Cynthia Simien can’t play an accordion, fiddle or rubboard, but she is a zydeco and Cajun music pioneer, taking the genres to new heights. Simien is the driving force behind the new Grammy category for Best Zydeco and Cajun Music Album. The Recording Academy announced the new category last June, capping a six-year effort by Simien and her husband, zydeco veteran Terrance Simien, to establish a Cajun/zydeco Grammy.
In the past, zydeco and Cajun musicians have been nominated in the Grammy’s traditional folk category, so victories were rare. They have faced competition from Bruce Springsteen, Bob Dylan, Johnny Cash and other legendary figures. Ten years have passed since Lafayette Cajun band BeauSoleil won a Grammy for Best Traditional Folk Album. The last zydeco winner came in 1985 when Rockin’ Sidney won Best Ethnic recording for “My Toot Toot.”
Other folk genres, such as polka, Hawaiian, Native American and bluegrass, have had their own categories for years. The new category means zydeco and Cajun musicians will be nominated every year, and one will win.
Geno Delafose, who is among the nominees for the first Cajun/zydeco Grammy, already has plans for his trophy, if he wins in February. “I’m happy to be nominated, but I’m so proud of Terrance and Cynthia,” says Delafose. “I really owe that to them. They put their necks on the line and worked hard to get a category for Cajun and zydeco music. If I win this, it belongs to them.”
Six years ago, the Simiens adopted what many viewed as an impossible task. Music industry observers long believed there were too few recordings for a Cajun/zydeco Grammy. But Cynthia and Terrance took a proactive approach. Both became active lobbyists in the Memphis Chapter of the Recording Academy. Terrance served two terms on the board of governors as Cynthia became the chapter’s first female trustee. She now serves as a national trustee, the first from Louisiana.
Proposed Grammy categories need to show a minimum of 25 submissions for at least three years to receive serious consideration. The Simiens rallied zydeco and Cajun musicians to submit their recordings and even personally submitted CDs for those who were not able. As a result of Cynthia’s hustle, they met those goals, even gathering a record 41 entries one year.
To increase the local voting membership, Cynthia attended festivals and music events, promoting a Donate a Dollar campaign. Donor names were placed on certificates, showing that they helped a musician pay for $100 membership. Cynthia also recruited members of the Cajun French Music Association, tourism officials and local and state government to the cause.

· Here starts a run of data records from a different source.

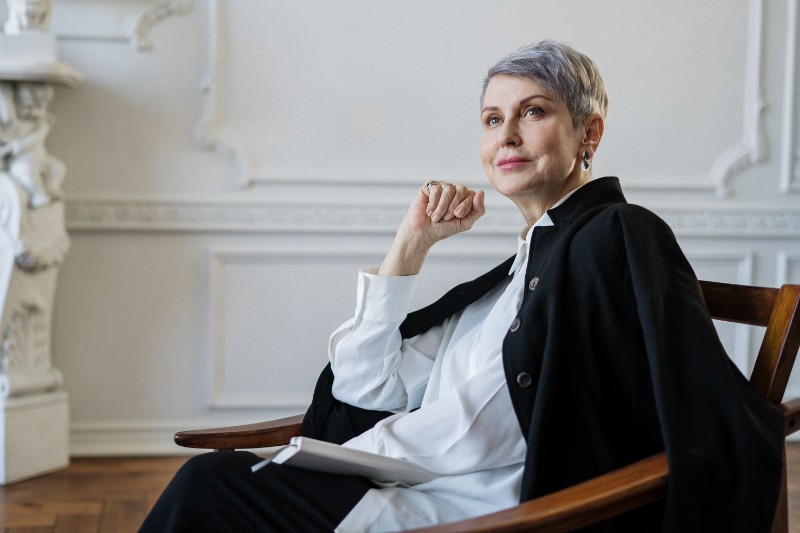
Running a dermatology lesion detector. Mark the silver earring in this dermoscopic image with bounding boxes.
[581,150,592,172]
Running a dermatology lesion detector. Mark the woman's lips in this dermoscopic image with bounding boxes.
[497,157,529,170]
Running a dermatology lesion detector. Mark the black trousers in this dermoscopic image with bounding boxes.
[140,452,374,533]
[145,365,390,533]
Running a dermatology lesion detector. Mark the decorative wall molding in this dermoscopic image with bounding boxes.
[53,0,194,52]
[780,0,800,193]
[209,246,508,412]
[197,0,768,197]
[66,195,800,238]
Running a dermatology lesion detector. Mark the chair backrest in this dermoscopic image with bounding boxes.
[700,281,800,405]
[700,281,800,533]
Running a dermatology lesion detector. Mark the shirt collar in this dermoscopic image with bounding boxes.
[508,184,585,276]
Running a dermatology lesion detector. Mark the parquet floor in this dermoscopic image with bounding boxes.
[0,442,800,533]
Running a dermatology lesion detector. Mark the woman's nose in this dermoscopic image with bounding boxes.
[500,120,520,146]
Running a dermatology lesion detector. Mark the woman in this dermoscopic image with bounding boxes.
[145,42,783,531]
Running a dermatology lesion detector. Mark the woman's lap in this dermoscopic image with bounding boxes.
[140,452,373,533]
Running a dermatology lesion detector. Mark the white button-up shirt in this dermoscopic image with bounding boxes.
[329,203,566,532]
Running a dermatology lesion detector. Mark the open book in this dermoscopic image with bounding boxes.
[252,437,439,485]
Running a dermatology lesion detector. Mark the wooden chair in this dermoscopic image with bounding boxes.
[175,281,800,533]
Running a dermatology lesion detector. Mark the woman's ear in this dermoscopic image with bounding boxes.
[581,114,605,155]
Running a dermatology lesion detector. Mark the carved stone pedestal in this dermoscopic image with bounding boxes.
[0,177,69,484]
[0,391,69,485]
[0,0,81,484]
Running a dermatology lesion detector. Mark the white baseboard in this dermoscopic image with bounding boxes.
[69,417,277,457]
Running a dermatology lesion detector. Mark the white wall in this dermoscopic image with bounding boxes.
[10,0,800,455]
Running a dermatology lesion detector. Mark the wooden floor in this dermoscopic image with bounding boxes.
[0,442,800,533]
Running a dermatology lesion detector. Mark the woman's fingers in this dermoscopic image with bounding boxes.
[422,181,475,222]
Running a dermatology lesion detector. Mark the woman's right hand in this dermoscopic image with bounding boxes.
[379,181,486,276]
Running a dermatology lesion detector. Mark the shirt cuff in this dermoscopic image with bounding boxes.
[356,268,417,322]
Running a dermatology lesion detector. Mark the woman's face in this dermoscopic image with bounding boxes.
[480,75,589,223]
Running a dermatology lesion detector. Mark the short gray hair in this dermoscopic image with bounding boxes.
[481,41,608,126]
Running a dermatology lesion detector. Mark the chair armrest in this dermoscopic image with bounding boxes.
[175,415,303,450]
[781,398,800,437]
[414,452,669,533]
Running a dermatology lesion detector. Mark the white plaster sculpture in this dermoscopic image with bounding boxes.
[0,81,64,208]
[0,0,80,484]
[4,0,53,33]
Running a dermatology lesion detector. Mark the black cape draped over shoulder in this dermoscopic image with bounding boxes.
[304,178,783,533]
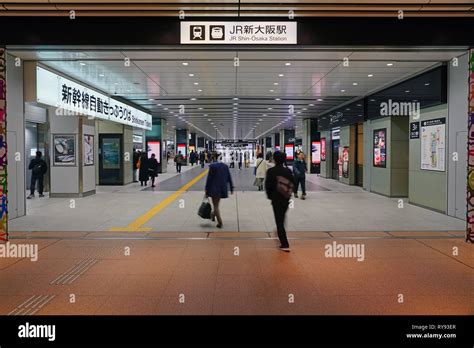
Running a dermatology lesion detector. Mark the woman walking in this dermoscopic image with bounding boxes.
[206,154,234,228]
[148,153,158,187]
[253,152,268,191]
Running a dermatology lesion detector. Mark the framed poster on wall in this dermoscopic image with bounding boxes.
[285,144,295,161]
[84,134,94,166]
[311,141,321,164]
[321,138,326,161]
[146,140,161,163]
[53,134,76,167]
[420,118,446,172]
[373,128,387,168]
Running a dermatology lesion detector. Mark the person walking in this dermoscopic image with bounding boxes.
[206,155,234,228]
[293,151,308,200]
[174,151,184,173]
[27,151,48,199]
[138,152,150,186]
[265,151,294,252]
[148,153,159,187]
[253,152,268,191]
[133,150,140,182]
[189,150,196,167]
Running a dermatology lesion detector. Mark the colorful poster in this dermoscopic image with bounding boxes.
[339,146,349,178]
[146,141,161,163]
[321,138,326,161]
[420,118,446,172]
[53,134,76,166]
[285,144,295,161]
[102,138,120,169]
[374,128,387,168]
[311,141,321,164]
[84,134,94,166]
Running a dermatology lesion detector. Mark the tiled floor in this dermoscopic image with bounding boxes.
[0,235,474,315]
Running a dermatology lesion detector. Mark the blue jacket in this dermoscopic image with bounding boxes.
[206,162,234,198]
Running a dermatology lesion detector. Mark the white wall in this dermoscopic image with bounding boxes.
[6,54,28,219]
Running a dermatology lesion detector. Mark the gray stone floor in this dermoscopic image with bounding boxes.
[9,165,465,232]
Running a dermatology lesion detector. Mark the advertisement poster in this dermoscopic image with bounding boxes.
[420,118,446,171]
[176,144,187,159]
[102,138,120,169]
[53,134,76,166]
[321,138,326,161]
[285,144,294,161]
[337,147,344,178]
[339,146,349,178]
[146,141,161,163]
[374,128,387,168]
[84,134,94,166]
[311,141,321,164]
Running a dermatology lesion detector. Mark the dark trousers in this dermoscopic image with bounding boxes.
[30,174,44,195]
[294,176,306,195]
[272,200,290,248]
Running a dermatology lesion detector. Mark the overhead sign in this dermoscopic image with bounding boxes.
[181,22,297,45]
[36,67,152,130]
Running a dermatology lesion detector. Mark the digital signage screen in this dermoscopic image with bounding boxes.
[146,141,161,163]
[373,128,387,168]
[311,141,321,164]
[285,144,295,161]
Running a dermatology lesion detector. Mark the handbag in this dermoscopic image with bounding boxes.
[198,197,212,219]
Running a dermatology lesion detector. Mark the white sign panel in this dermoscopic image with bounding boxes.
[420,118,446,171]
[36,67,152,130]
[181,22,297,45]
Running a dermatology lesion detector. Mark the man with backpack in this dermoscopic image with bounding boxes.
[27,151,48,199]
[265,151,295,252]
[174,151,184,173]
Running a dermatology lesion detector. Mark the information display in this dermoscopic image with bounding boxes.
[146,141,161,163]
[321,138,326,161]
[176,144,188,159]
[285,144,295,161]
[374,128,387,168]
[420,118,446,172]
[311,141,321,164]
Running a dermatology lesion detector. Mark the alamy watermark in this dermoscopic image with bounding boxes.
[380,99,420,120]
[324,241,365,261]
[0,242,38,262]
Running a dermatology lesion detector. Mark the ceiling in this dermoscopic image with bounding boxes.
[0,0,474,17]
[9,49,463,138]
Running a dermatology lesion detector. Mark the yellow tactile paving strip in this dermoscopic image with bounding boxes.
[0,238,474,315]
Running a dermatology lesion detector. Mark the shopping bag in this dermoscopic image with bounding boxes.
[198,198,212,219]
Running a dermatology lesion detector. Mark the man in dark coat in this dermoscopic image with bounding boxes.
[265,151,295,252]
[27,151,48,199]
[206,155,234,228]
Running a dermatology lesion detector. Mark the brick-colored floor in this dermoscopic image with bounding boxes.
[0,237,474,315]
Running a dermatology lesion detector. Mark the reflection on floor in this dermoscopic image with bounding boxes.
[9,165,465,233]
[0,239,474,315]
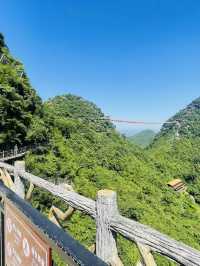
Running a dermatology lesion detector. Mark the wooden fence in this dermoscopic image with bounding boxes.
[0,162,200,266]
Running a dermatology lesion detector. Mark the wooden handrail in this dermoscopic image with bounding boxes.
[0,162,200,266]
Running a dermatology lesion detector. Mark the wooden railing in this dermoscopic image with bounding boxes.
[0,145,37,162]
[0,162,200,266]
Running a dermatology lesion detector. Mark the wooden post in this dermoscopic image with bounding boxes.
[96,190,123,266]
[14,161,25,199]
[137,243,157,266]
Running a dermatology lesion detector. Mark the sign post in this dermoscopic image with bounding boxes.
[4,201,52,266]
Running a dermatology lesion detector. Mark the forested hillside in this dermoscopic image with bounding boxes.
[148,98,200,207]
[0,33,200,265]
[0,32,42,149]
[128,129,156,148]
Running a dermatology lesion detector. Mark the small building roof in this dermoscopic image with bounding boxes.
[167,178,183,187]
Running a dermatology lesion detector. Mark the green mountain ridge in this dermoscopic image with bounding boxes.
[0,34,200,265]
[128,129,156,148]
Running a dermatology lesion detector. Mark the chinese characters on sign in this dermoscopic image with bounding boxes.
[5,202,52,266]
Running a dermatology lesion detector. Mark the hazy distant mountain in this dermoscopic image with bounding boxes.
[128,129,156,148]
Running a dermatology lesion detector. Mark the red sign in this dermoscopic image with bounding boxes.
[5,201,52,266]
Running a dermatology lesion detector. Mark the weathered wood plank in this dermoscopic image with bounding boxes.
[14,161,25,199]
[0,162,200,266]
[137,243,157,266]
[96,190,123,266]
[111,215,200,266]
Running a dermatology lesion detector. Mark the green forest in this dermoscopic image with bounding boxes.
[0,34,200,265]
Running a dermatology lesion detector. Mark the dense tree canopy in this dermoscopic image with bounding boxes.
[0,35,200,265]
[0,35,42,148]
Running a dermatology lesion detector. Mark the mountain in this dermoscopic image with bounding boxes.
[0,34,42,149]
[0,34,200,266]
[128,129,156,148]
[147,98,200,204]
[155,97,200,141]
[26,94,200,265]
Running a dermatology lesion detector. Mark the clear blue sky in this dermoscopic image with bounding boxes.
[0,0,200,132]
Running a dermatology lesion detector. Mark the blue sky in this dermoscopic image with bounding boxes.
[0,0,200,132]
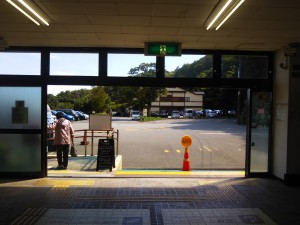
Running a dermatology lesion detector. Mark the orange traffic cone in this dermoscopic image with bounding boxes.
[182,148,191,171]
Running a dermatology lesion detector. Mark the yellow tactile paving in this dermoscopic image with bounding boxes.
[34,179,95,188]
[115,170,191,176]
[48,170,99,175]
[115,170,245,177]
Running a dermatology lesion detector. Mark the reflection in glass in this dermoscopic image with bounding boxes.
[0,52,41,75]
[222,55,268,79]
[250,92,272,172]
[107,53,156,77]
[0,87,41,129]
[50,53,99,76]
[165,55,213,78]
[0,134,41,172]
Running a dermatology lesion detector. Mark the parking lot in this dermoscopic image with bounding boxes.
[68,117,246,169]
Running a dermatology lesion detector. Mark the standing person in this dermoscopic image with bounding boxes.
[48,112,75,169]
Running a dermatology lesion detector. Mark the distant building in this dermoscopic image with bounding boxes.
[151,87,204,115]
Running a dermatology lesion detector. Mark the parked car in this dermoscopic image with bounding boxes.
[131,111,141,120]
[56,109,80,121]
[51,110,74,121]
[194,110,204,118]
[171,110,180,119]
[206,110,219,118]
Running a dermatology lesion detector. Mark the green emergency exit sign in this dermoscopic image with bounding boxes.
[145,43,181,56]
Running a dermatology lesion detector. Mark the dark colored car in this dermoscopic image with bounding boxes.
[51,110,74,121]
[56,109,80,121]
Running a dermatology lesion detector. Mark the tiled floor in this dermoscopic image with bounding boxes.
[0,176,300,225]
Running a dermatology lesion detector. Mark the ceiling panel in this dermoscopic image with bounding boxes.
[0,0,300,51]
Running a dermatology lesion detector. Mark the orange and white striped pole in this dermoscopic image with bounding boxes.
[181,135,192,171]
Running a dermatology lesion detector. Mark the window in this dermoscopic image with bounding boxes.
[107,53,156,77]
[221,55,268,79]
[0,87,41,129]
[50,52,99,76]
[0,52,41,75]
[165,55,213,78]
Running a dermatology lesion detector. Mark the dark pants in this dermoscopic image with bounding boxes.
[56,145,70,168]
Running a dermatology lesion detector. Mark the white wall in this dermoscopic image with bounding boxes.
[272,50,289,179]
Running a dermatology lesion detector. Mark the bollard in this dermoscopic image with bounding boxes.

The Cajun/zydeco proposal was twice denied by the Academy’s Awards and Nominations Department, yet the Simiens kept returning to the bargaining table, showing increased entries and membership.
“When the members saw that this community was bringing that much recorded product, they couldn’t deny them anymore,” says Reid Wick, membership coordinator with the Memphis chapter. “Cynthia is a go-getter. She took this on and never gave up.”
Even though the zydeco/Cajun Grammy has become a reality, Cynthia Simien is still not giving up.
“It’s up to us now to assume control of where this category is going to go by participating,” says Simien. “We drive our voting membership up because we’re the knowledgeable voting members who should be voting on these genres. We create the music. We work within the genre. It’s time for people to start participating.”